Dating in Los Angeles sucks! Between the men who post old pictures and the ones that get grabby in the first five minutes, it’s a jungle out there.
So what’s the solution? Read on for our remedy to bad dating in LA…
10)Dudes can be sketchy
We all know how hit-and-miss dating can be at times. Men can be weird the world over, and finding the right one can be downright impossible. Between running background checks, having a friend come with you to vet the new guy and a myriad of other safety concerns, the whole experience can be dicey at best.
9)Waxing not necessary
Sometimes it’s winter, sometimes you’re feeling lazy, whatever the reason, getting your legs and other fun areas in shape can be a monumental pain (literally). So why bother? Our machine won’t judge, promise!
8)Hair, Schmair
Who needs to spend as much as a hundred bucks on a blow out that’s not going to last a week, when you can spend that money on a night of endless orgasms.
7)Bad Thai
Do we really need to explain?
6)Going Dutch
Splitting the check can be expensive. In cities like Los Angeles dinner and drinks can end up being well over a hundred dollars, not to mention that awkward back-and-forth about why you want to pay and what he thinks he’ll get if her does.
5)Drinking and Driving
The “hip” places to go out are ALWAYS far away from where you live.
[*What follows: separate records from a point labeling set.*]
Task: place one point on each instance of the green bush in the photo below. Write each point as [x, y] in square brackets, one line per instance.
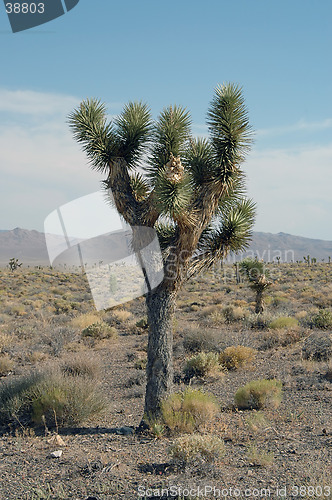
[200, 340]
[203, 365]
[234, 357]
[323, 319]
[259, 394]
[189, 410]
[190, 447]
[259, 321]
[6, 365]
[233, 314]
[100, 330]
[284, 322]
[39, 397]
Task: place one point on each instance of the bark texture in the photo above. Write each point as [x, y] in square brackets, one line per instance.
[259, 302]
[160, 309]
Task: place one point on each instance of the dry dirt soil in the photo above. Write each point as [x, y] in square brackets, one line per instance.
[282, 452]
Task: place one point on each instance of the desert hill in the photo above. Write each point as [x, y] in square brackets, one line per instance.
[29, 246]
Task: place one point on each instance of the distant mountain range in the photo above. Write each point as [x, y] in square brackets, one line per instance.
[30, 248]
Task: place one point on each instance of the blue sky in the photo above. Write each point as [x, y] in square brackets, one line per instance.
[162, 53]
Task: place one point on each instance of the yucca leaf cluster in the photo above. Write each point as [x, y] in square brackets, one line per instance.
[191, 190]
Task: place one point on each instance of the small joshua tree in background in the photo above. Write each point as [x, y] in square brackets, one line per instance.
[13, 264]
[258, 277]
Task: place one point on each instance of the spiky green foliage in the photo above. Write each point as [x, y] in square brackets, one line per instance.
[133, 127]
[198, 158]
[90, 129]
[167, 235]
[139, 186]
[203, 203]
[231, 232]
[170, 134]
[172, 198]
[254, 270]
[229, 129]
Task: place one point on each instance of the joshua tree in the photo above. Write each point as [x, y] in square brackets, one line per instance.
[258, 278]
[13, 264]
[192, 191]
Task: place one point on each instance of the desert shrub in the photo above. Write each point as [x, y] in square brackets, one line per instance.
[202, 365]
[259, 457]
[207, 311]
[143, 323]
[278, 300]
[100, 330]
[37, 356]
[81, 364]
[201, 340]
[233, 314]
[328, 374]
[141, 363]
[317, 347]
[234, 357]
[191, 447]
[259, 394]
[189, 410]
[322, 320]
[300, 315]
[259, 321]
[84, 320]
[6, 365]
[257, 421]
[39, 397]
[5, 341]
[121, 315]
[62, 306]
[278, 337]
[284, 322]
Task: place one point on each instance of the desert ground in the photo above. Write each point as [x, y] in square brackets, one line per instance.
[73, 379]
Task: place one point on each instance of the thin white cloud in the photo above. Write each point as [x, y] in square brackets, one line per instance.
[300, 126]
[42, 167]
[35, 103]
[292, 188]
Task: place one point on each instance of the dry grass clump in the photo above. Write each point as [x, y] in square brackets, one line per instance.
[257, 421]
[317, 347]
[121, 315]
[84, 320]
[284, 322]
[207, 311]
[5, 341]
[37, 356]
[259, 321]
[259, 394]
[197, 446]
[301, 315]
[100, 330]
[203, 364]
[328, 374]
[200, 340]
[234, 357]
[40, 397]
[6, 365]
[233, 314]
[81, 364]
[323, 319]
[261, 458]
[189, 410]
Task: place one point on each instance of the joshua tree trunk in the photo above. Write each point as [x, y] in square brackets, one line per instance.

Even if they ARE nearby, you’re probably already sick of them and ready for a change. So why gamble with a DUI nightmare that will cause you to spend at least sixteen-thousands of dollars in fees and a felony on your record?
4)What to wear
There is NOTHING in your closet that looks good, you feel fat, you feel bloated, and on, and on. The excuses are endless. Buying just the right outfit will often require a day of shopping (yeah, that can be fun), but it can also wind up costing you a nice chunk of your paycheck too. Who needs that!
3)Convenience
You get to stay home and don’t have to go anywhere! We arrive promptly according to your appointment time, setup the machine and explain how to operate it. You don’t have to set one foot outside your home.
2)Entertainment
No need to debate the merits of the newest rom-com over some piece of sci-fi crap. At the end of the night you won’t be asking for the last three hours of your life back or wishing you had picked differently. You can watch whatever you want with our machine. “Fifty Shades” anyone?
And the Number One reason Sybian riding is better than dating in Los Angeles:
1)Endless Orgasms
We all know men are great at sex, unfortunately they’re not necessarily the best at the big O. The Sybian machine delivers endless orgasms on demand, no ego stroking necessary!